Jacobson and Sturges worked together at Waterfield Mortgage “decades ago and have remained industry acquaintances ever since,” Jacobson said in a statement.
The acquisition brings a smaller but regionally focused team into Fairway’s fold. Hallmark had 45 sponsored loan officers and 19 active branches as of Wednesday, per Nationwide Multistate Licensing System (NMLS) data. Fairway, by comparison, had 2,474 LOs and 604 branches nationwide.
“This strategic decision brings Fairway’s expanded product portfolio, enhanced technology, and deep support resources into Hallmark’s orbit,” Sturges said in a statement.

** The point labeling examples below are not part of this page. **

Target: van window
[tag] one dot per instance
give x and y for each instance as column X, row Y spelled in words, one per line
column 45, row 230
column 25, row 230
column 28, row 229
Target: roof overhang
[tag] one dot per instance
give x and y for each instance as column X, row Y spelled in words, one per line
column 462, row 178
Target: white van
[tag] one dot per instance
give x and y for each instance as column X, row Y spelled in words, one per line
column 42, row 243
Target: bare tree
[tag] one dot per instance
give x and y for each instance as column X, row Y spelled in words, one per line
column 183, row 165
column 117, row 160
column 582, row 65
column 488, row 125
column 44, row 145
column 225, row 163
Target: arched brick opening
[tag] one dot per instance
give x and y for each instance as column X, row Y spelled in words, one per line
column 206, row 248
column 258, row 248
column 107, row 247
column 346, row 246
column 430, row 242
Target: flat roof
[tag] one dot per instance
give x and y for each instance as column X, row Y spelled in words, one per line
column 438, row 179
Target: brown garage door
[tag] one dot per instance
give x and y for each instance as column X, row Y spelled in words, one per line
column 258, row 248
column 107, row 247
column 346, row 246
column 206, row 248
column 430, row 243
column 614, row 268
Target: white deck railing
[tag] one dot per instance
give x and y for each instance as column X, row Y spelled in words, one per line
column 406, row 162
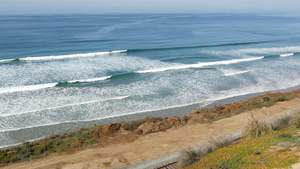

Fairway originated $4.6 billion in mortgages in the first quarter of 2025, ranking 19th nationally, according to Inside Mortgage Finance. That volume was down 22.7% from the previous quarter and 9.3% year over year.
Meanwhile, Hallmark originated $574 million in 2024, with 75.5% of its loans being purchase transactions. Its business was largely concentrated in Indiana and Texas, according to mortgage tech platform Modex.
The move comes after Fairway exited the wholesale channel in February 2024, shifting fully to retail lending.
While wholesale made up a small share of Fairway’s business, United Wholesale Mortgage’s “All-in” ultimatum — which prohibited brokers from doing business with Fairway and Rocket Mortgage while working with UWM — likely dampened Fairway’s growth in that channel.